Christopher Nolan Oppenheimer é uma conquista gigantesca. Ambicioso, atencioso e muitas vezes assustador, é em parte filme biográfico, em parte conto de advertência e em parte lamento por um mundo em que os momentos mais brilhantes de criação da humanidade também são atos inevitáveis de destruição. Baseado em uma atuação central sensacional da estrela Cillian Murphy e em uma visão de direção inabalavelmente vívida, obteve 13 indicações ao Oscar e mereceu todas. Não é perfeito, de forma alguma, mas é um lembrete amplo e cerebral de como é o cinema de grande sucesso em quase todos os níveis. Provavelmente vai ganhar o prêmio de Melhor Filme, e é difícil argumentar que qualquer outro filme lançado no ano passado possa – ou provavelmente deve-cai fora.
É precisamente porque Oppenheimer é um filme tão genuinamente excelente que sua falha mais flagrante parece ainda mais frustrante. Se Nolan e companhia não acertassem muitas outras coisas, desde a magia técnica da explosão de Trinity até o pavor de fechar a garganta que infunde grande parte do que vem depois, à medida que tanto os personagens quanto os espectadores percebem o potencial de pesadelo do que Oppenheimer e seu grupo alegre de cientistas desencadeou, seus erros não seriam tão flagrantes.
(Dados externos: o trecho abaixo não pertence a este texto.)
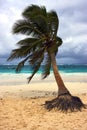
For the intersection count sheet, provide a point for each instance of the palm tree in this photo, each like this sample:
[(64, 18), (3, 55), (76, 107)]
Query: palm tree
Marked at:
[(41, 44)]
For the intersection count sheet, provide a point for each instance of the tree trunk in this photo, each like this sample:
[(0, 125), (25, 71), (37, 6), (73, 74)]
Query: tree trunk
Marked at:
[(61, 87)]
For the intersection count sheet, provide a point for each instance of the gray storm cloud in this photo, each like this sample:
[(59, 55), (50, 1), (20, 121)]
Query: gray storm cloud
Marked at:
[(73, 27)]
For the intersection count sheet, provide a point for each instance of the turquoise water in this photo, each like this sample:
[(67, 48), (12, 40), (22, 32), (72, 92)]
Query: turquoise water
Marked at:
[(62, 68)]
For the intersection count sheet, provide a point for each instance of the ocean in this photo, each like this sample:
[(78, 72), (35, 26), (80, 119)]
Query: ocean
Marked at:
[(27, 69)]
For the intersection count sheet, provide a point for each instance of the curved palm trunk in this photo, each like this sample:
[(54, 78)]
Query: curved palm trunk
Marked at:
[(61, 87)]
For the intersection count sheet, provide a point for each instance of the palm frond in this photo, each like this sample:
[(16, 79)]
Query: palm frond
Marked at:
[(34, 10), (26, 48), (46, 66), (27, 28), (19, 53)]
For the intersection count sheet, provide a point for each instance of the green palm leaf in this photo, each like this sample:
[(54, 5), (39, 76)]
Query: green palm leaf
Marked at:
[(27, 28)]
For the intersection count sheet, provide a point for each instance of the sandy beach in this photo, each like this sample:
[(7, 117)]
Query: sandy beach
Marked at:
[(21, 103)]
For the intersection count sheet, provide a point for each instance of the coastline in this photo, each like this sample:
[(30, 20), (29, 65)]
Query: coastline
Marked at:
[(16, 84)]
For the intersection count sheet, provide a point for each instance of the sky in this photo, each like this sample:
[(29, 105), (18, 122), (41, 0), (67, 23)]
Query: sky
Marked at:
[(72, 28)]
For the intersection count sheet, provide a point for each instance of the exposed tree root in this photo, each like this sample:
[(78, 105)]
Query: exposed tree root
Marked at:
[(65, 102)]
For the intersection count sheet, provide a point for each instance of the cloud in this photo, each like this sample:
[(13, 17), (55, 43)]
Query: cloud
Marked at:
[(72, 27)]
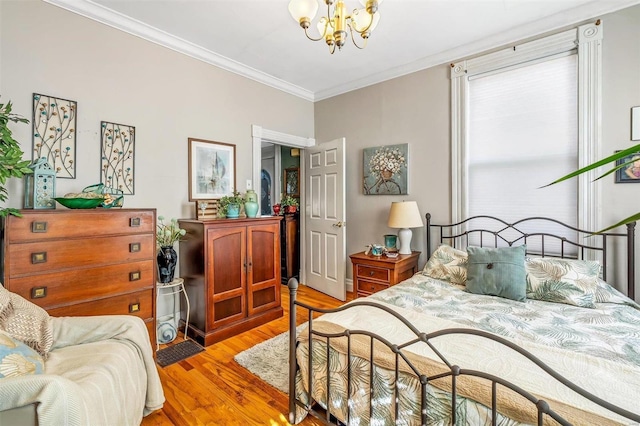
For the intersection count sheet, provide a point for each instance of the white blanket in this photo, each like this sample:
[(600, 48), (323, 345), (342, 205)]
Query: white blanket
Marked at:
[(100, 371)]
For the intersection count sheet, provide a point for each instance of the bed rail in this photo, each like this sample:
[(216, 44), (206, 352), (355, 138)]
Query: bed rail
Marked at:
[(495, 232), (454, 372)]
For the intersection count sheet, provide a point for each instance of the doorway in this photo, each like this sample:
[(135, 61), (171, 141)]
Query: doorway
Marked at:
[(263, 137)]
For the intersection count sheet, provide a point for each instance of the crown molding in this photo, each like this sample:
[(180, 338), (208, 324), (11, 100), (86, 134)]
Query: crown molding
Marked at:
[(553, 23), (114, 19), (91, 10)]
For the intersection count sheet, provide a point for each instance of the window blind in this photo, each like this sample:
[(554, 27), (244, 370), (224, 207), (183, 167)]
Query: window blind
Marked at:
[(522, 128)]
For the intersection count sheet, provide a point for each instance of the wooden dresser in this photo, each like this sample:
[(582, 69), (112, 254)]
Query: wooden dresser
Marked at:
[(231, 270), (372, 274), (83, 262)]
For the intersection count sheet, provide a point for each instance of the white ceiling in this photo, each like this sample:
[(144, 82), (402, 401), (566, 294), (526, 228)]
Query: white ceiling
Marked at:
[(260, 40)]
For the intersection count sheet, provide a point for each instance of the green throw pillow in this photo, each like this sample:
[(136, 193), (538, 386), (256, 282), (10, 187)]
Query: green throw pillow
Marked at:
[(497, 272)]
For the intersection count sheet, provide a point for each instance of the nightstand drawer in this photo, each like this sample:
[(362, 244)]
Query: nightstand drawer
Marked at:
[(372, 272), (370, 287)]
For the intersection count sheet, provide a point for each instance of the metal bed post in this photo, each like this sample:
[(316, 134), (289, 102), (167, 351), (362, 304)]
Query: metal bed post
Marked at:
[(293, 290), (631, 258), (428, 217)]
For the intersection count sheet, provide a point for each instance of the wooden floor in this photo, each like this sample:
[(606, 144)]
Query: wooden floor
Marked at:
[(212, 389)]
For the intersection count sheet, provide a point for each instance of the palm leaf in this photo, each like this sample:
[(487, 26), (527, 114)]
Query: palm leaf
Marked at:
[(617, 156)]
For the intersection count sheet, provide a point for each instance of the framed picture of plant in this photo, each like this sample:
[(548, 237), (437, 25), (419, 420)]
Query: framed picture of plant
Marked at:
[(54, 133), (386, 170), (117, 164), (630, 173), (292, 181), (212, 169)]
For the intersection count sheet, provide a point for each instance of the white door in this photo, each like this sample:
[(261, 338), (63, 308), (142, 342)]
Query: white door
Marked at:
[(325, 218)]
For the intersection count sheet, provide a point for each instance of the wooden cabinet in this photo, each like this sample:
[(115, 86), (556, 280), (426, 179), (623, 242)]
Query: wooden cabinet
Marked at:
[(83, 262), (290, 247), (374, 273), (231, 269)]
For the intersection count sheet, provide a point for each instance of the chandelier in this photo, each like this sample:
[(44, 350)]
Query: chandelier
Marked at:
[(333, 27)]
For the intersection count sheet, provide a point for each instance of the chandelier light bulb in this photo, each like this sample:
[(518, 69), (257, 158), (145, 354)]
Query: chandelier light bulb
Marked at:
[(340, 21), (303, 10)]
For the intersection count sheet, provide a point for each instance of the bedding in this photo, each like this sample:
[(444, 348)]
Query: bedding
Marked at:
[(604, 340)]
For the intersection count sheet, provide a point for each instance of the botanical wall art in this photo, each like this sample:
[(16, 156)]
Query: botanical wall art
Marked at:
[(386, 170), (630, 172), (54, 133), (117, 156), (212, 169)]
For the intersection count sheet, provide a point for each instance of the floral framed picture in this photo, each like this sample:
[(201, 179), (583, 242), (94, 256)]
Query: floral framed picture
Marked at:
[(117, 160), (386, 170), (630, 172), (54, 133), (212, 169)]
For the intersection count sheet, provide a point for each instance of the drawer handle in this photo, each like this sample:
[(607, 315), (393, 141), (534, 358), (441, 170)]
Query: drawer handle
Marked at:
[(40, 257), (38, 227), (38, 292)]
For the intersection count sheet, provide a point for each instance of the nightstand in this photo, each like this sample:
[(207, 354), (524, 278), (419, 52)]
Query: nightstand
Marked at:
[(374, 273)]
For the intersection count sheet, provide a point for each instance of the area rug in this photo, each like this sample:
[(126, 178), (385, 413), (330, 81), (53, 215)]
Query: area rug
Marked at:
[(178, 352), (269, 360)]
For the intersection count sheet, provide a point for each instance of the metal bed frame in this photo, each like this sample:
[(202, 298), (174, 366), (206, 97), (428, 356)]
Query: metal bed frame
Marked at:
[(452, 234)]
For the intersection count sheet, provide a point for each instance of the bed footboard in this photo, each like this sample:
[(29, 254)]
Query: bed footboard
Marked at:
[(456, 377)]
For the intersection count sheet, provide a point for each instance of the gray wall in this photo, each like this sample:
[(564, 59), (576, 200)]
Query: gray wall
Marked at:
[(117, 77), (416, 109)]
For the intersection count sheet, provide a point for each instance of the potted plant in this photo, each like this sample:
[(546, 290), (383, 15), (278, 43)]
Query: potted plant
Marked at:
[(166, 236), (290, 204), (11, 163), (229, 205)]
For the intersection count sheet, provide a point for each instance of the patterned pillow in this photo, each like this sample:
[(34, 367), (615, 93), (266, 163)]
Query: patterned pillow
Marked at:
[(447, 264), (17, 359), (573, 282), (27, 322)]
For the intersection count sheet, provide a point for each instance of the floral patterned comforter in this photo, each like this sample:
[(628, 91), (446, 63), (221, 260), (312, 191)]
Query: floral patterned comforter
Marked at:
[(571, 339)]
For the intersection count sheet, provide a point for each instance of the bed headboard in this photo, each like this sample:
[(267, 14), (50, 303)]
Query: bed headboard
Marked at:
[(556, 239)]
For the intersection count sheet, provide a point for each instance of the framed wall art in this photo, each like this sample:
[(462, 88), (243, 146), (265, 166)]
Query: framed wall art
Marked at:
[(54, 133), (292, 181), (630, 173), (386, 170), (117, 156), (212, 169)]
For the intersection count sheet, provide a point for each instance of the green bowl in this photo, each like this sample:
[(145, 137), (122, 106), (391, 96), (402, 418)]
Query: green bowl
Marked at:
[(79, 203)]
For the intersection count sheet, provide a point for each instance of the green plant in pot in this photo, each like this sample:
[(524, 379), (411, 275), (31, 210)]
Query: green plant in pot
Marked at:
[(11, 162), (229, 205), (289, 204)]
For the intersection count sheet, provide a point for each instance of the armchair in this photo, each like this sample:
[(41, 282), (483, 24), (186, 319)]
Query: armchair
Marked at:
[(95, 370)]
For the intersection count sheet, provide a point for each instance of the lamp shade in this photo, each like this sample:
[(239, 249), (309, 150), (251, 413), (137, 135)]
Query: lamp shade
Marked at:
[(404, 214)]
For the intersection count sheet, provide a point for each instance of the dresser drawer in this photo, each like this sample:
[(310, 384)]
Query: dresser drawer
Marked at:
[(80, 285), (78, 223), (370, 287), (117, 305), (48, 256), (372, 272)]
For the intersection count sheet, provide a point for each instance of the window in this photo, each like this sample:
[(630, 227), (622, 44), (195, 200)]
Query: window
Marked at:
[(522, 117)]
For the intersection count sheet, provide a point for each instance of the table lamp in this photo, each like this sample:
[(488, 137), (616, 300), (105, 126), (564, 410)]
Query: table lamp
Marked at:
[(405, 215)]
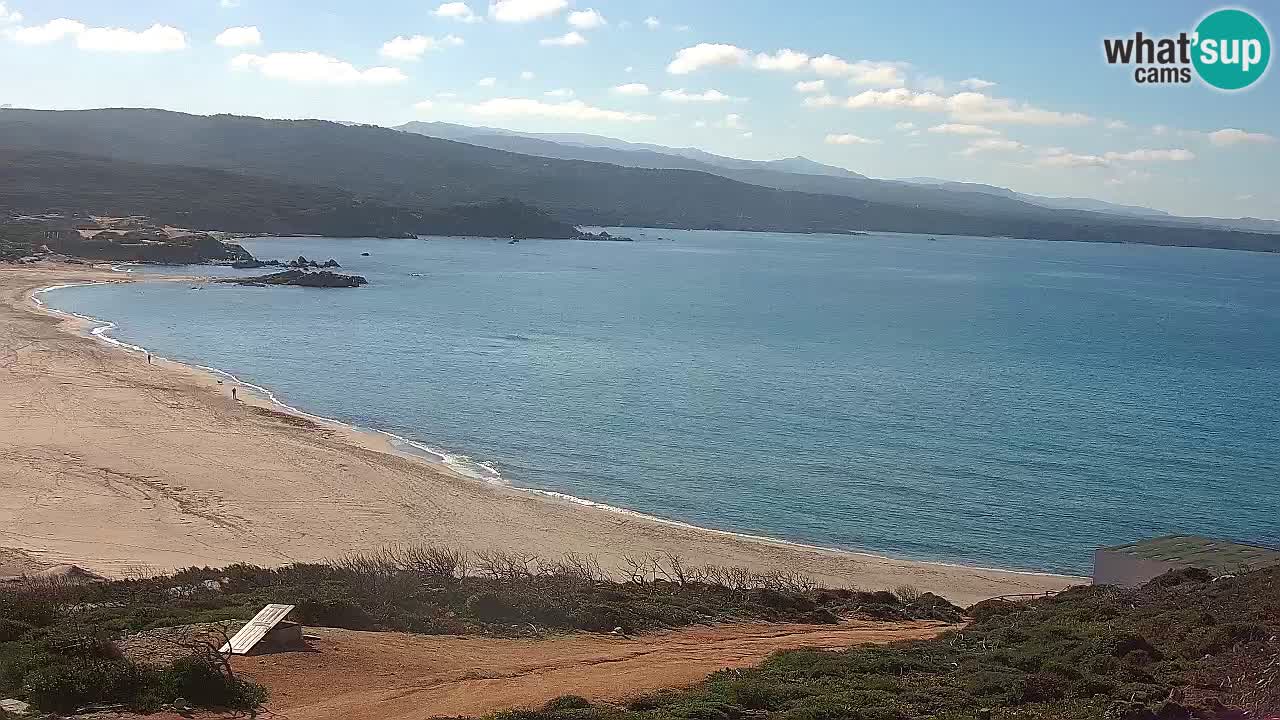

Em vez disso, a excelência geral do filme serve apenas para sublinhar ainda mais o quão errado ele entende o que de outra forma deveria ser um dos elementos mais fortes da história: suas mulheres.
Talvez isso não deva ser uma surpresa. Apesar de todo o talento e visão óbvios de Nolan, seus filmes tendem a apresentar personagens femininas gravemente subdesenvolvidas, quando se preocupam em ter mulheres neles. (Dunquerque, deve-se notar, acaba com esse problema simplesmente por não ter nenhuma personagem feminina nomeada na tela!) Seus filmes são em grande parte povoados por esposas mortas, interesses amorosos mortos e mulheres que precisam ser resgatadas, com um ocasional companheiro engraçado (às vezes sexy). jogado para se divertir. A única exceção real a isso é Interestelarmas mesmo as protagonistas femininas são amplamente definidas pelos homens em suas vidas e o filme não passa no Teste de Bechdel.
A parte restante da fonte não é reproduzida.